I am parsing MS SQL date with java.text.SimpleDateFormat but it is giving me wrong output. According to the documentation of SimpleDateFormat, it should parse correctly or may be I am missing something.
System.out.println( new SimpleDateFormat( "yyyy-MM-dd HH:mm:ss.SSSSSSS" ).parse( "2016-02-29 13:02:50.2870000 +00:00" ) );
Incorrect Output with milliseconds format
>> Mon Feb 29 13:50:40 PKT 2016
However if I try without SSSSS it gives me expected result.
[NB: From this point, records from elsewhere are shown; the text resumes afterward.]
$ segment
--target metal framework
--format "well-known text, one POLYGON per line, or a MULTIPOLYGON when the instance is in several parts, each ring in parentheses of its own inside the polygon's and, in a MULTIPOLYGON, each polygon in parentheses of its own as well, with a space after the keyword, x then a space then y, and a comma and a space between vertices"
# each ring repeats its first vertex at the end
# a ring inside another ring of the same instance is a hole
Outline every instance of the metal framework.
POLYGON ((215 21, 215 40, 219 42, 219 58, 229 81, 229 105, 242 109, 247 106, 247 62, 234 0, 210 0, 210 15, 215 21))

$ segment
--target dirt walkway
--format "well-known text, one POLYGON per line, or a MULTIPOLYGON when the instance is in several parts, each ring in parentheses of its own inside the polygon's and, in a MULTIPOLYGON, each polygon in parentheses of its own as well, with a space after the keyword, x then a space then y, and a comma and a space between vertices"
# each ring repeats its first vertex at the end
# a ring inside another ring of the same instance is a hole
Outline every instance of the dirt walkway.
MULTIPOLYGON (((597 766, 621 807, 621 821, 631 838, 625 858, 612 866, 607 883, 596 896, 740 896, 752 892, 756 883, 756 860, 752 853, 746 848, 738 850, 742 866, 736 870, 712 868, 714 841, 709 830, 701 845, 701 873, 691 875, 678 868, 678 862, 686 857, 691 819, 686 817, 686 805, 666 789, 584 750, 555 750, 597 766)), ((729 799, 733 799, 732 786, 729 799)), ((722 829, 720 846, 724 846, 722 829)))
System.out.println( new SimpleDateFormat( "yyyy-MM-dd HH:mm:ss" ).parse( "2016-02-29 13:02:50.2870000 +00:00" ) );
Correct Output without milliseconds format
>> Mon Feb 29 13:02:50 PKT 2016
Why there is difference of 47 minutes and 50 seconds ?
You've specified that there are 2870000 milliseconds - which is 47 minutes and 50 seconds.
It's important to note that in SimpleDateFormat
, S
is a milliseconds specifier, not a "fraction of second" specifier. Basically, if you're specifying more than SSS
, it's going to go badly.
Now in terms of your issue - if you're getting a date from a database, you shouldn't have a string value to parse at all - you should have a java.sql.Date
or java.sql.Timestamp
. If you're storing date/time data as text, that's a problem you should address separately.
If you have to do this parsing, I'd just chop off the last four digits and parse it with .SSS
at the end instead. It's not like a java.util.Date
can maintain sub-millisecond precision anyway.
Alternatively, you could use java.time
or Joda Time as much better date/time APIs - and java.time
supports nanosecond precision. Within DateTimeFormatter
, the S
format specifier does mean "fraction-of-second".